Hacker News new | ask | show | jobs
by kentonv 2085 days ago
> Would I need a hierarchy of durable objects to store a 100kb collaborative text document? What about 10MB?

The bottleneck is going to be more CPU than memory or storage size. So the question is, how many users are editing, what rate of events does each generate, and how complex is the event handler?

Let's say it's actually a plaintext editor, with the 10MB text file represented in memory using a reasonable data structure allowing O(1) insertions and deletions. Clients send a stream of keystrokes to the server. Server writes document out to disk periodically, not on every keystroke. Then I would expect each keystroke to take less than 1ms of CPU time to process, therefore at least 1000 per second could be processed by one thread. Let's say people type 10 keystrokes per second, then you could have 100 users actively typing at once? This is just my intuition, though.
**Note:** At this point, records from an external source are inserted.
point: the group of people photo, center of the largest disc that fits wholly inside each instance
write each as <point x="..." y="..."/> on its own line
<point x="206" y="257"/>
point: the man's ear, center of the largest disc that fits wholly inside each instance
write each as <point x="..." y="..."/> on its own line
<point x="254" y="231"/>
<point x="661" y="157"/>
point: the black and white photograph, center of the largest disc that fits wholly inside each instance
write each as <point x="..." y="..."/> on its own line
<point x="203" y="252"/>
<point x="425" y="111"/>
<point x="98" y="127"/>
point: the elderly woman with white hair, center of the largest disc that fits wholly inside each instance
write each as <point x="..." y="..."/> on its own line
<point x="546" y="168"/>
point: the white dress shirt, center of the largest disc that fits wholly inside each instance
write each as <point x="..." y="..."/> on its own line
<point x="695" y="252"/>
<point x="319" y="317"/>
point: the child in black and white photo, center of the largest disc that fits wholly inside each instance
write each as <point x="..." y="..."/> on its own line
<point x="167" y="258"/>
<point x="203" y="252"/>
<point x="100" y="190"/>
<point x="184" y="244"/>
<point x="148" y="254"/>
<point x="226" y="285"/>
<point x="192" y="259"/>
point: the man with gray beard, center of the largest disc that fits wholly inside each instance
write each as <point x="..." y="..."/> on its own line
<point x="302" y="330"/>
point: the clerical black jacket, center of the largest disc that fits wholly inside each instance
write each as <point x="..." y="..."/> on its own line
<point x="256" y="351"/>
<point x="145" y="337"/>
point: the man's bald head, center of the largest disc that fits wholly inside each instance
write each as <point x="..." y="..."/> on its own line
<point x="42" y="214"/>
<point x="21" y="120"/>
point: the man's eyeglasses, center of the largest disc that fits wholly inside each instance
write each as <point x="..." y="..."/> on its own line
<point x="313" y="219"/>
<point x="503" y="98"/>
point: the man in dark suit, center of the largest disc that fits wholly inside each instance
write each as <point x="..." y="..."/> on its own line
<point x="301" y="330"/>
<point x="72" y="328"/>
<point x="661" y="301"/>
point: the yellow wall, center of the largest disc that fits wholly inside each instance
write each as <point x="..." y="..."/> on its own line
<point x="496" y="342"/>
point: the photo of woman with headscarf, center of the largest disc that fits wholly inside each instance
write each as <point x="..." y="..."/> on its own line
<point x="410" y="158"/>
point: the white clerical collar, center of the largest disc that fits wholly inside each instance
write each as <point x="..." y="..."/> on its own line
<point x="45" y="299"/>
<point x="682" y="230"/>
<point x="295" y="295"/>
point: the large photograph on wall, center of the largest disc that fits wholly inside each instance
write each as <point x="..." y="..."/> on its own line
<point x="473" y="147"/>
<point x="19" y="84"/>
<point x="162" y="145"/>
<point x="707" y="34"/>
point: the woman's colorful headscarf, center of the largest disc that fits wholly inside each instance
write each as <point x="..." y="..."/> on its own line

> and then it might be better to just use a single point of failure like a database..

Incidentally databases will also hit scaling bottlenecks if you have too many requests hitting the same row. Under the hood, the database has to do exactly what Durable Objects do -- the row will be owned by one "chunk" which has to serialize all changes (making it effectively single-threaded).

So "use a database" doesn't necessarily solve your scaling bottleneck. In fact, it's likely to be worse, since the database chunk is not running app-specific optimized code.

1 comments

> So "use a database" doesn't necessarily solve your scaling bottleneck.

Absolutely, it won't :D

I'm just saying that if I do a postgres database on say heroku, I have a clue what it can handle. I get the specs, it has this much RAM, this many CPUs and this much storage.
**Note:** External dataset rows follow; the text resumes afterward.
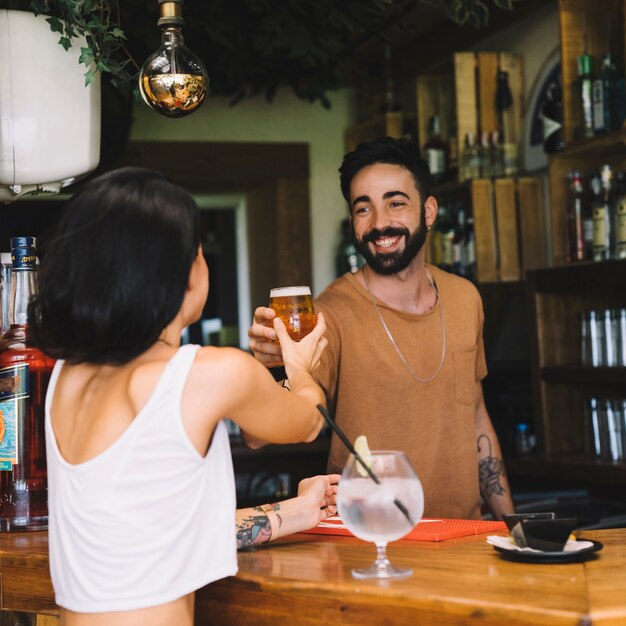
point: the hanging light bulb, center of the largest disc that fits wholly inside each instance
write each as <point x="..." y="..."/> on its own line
<point x="173" y="81"/>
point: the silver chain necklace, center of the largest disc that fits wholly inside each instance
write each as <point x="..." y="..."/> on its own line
<point x="395" y="345"/>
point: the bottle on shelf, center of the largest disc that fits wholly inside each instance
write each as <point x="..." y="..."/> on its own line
<point x="453" y="150"/>
<point x="552" y="118"/>
<point x="459" y="242"/>
<point x="603" y="217"/>
<point x="486" y="161"/>
<point x="523" y="440"/>
<point x="470" y="251"/>
<point x="506" y="112"/>
<point x="496" y="150"/>
<point x="5" y="290"/>
<point x="24" y="374"/>
<point x="444" y="230"/>
<point x="595" y="190"/>
<point x="435" y="150"/>
<point x="585" y="89"/>
<point x="471" y="158"/>
<point x="618" y="115"/>
<point x="600" y="104"/>
<point x="575" y="210"/>
<point x="620" y="216"/>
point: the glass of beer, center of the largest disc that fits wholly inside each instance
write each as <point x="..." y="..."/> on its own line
<point x="294" y="306"/>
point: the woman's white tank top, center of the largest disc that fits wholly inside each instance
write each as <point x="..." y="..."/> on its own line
<point x="149" y="519"/>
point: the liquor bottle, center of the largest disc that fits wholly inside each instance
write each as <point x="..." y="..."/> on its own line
<point x="453" y="150"/>
<point x="496" y="150"/>
<point x="585" y="84"/>
<point x="575" y="231"/>
<point x="5" y="290"/>
<point x="609" y="77"/>
<point x="347" y="258"/>
<point x="620" y="217"/>
<point x="504" y="107"/>
<point x="443" y="234"/>
<point x="435" y="151"/>
<point x="471" y="158"/>
<point x="470" y="251"/>
<point x="618" y="114"/>
<point x="595" y="199"/>
<point x="459" y="243"/>
<point x="486" y="162"/>
<point x="552" y="117"/>
<point x="24" y="375"/>
<point x="599" y="105"/>
<point x="603" y="217"/>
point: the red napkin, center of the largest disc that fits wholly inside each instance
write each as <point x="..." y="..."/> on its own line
<point x="427" y="530"/>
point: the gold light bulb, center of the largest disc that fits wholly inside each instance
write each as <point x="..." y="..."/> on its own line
<point x="173" y="81"/>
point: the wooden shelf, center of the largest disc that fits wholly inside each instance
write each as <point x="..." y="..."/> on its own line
<point x="599" y="147"/>
<point x="576" y="468"/>
<point x="579" y="277"/>
<point x="582" y="375"/>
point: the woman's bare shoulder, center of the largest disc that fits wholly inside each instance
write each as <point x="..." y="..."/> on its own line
<point x="224" y="364"/>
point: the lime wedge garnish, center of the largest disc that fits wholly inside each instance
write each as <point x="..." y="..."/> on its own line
<point x="363" y="450"/>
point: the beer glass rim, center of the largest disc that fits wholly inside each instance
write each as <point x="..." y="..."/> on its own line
<point x="297" y="290"/>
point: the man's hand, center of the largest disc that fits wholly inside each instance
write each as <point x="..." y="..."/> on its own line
<point x="263" y="339"/>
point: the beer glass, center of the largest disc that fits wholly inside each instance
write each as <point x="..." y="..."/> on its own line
<point x="294" y="306"/>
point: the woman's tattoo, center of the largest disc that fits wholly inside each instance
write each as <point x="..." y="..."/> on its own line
<point x="490" y="469"/>
<point x="253" y="531"/>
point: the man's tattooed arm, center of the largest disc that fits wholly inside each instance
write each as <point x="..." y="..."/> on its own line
<point x="490" y="469"/>
<point x="254" y="526"/>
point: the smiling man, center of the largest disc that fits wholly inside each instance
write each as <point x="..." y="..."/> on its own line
<point x="405" y="357"/>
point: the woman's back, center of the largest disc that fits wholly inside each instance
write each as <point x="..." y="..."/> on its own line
<point x="138" y="516"/>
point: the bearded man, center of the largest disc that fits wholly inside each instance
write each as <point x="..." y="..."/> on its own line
<point x="405" y="356"/>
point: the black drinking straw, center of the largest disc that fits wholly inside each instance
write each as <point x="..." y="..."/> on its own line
<point x="358" y="457"/>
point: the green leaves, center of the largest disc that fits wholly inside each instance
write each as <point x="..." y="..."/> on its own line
<point x="250" y="47"/>
<point x="104" y="37"/>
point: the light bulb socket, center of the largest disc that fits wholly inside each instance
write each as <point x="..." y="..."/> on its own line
<point x="171" y="12"/>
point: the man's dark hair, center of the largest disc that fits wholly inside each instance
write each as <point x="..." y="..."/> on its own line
<point x="404" y="152"/>
<point x="116" y="269"/>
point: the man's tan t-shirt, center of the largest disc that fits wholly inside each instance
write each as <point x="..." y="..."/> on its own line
<point x="370" y="391"/>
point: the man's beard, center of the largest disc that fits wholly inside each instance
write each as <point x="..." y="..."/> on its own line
<point x="392" y="262"/>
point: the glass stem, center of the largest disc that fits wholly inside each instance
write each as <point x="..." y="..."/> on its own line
<point x="382" y="562"/>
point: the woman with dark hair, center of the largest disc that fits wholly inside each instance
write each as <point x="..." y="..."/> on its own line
<point x="141" y="485"/>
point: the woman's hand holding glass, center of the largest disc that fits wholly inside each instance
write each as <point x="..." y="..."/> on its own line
<point x="303" y="354"/>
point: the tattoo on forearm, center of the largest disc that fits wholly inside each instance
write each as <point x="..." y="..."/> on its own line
<point x="490" y="470"/>
<point x="266" y="508"/>
<point x="254" y="530"/>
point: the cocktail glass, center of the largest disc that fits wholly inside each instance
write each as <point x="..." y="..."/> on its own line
<point x="380" y="512"/>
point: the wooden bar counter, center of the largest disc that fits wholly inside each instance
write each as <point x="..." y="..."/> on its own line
<point x="305" y="579"/>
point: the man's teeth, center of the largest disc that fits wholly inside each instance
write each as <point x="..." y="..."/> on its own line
<point x="386" y="242"/>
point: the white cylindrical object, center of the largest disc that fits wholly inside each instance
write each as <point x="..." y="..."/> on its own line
<point x="49" y="120"/>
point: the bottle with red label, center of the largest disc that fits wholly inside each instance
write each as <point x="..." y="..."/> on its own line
<point x="24" y="375"/>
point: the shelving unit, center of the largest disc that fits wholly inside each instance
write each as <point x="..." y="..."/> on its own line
<point x="557" y="299"/>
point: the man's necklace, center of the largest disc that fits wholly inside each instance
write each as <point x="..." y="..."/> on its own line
<point x="395" y="345"/>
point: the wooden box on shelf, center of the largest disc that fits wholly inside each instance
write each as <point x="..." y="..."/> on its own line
<point x="508" y="223"/>
<point x="383" y="125"/>
<point x="475" y="79"/>
<point x="435" y="96"/>
<point x="592" y="27"/>
<point x="587" y="157"/>
<point x="562" y="386"/>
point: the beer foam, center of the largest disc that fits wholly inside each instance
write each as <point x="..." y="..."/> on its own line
<point x="278" y="292"/>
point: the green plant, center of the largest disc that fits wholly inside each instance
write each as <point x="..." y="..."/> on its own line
<point x="99" y="22"/>
<point x="249" y="46"/>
I also know that I'll be the only user of said server.

With other hosted services like S3, dynamodb, azure tables, etc, the documentation features "scalability targets".

S3 I can see how may reads / s a bucket can handle, and how it scales up. On azure tables I know a table can handle 100k writes / s (or so).

If I send a lot of messages to a single durable object, will it scale to the point where it gets a dedicated node? (what is the approximate definition of node) Will it migrate automatically? (what temporary degration might I see).

Can I have a 1GB durable object with 1 transaction every 1 hour? What about a 100 GB durable object with a 1 transaction every day?

Can I have a 1MB durable object with 10 messages per minute?

Or is it measured in compute seconds, clock cycles?

Liek can I have 10kb durable object with 10 messages / s each using 0.5ms CPU time?

Similarly, how does it look when I increase CPU time per message, number of messages or size of the object, where are the limits?

From reading the documentation one might think one could store a 100GB git repository as a durable object. Sure each commit takes time, but I have few commits / hour.

(I assume a 100GB durable object won't work, but I can see any limits or scalability targets in the documentation)

Just to clarify, I don't expect an answer to the question above, I expect documentation to feature some "scalability targets" and "limits". Something that gives me an intuition about what a durable object can handle. - So I know whether to shard my use-case or not :D

On topic: I think durable objects is really cool, message passing seems like the right model for scalable cloud computing.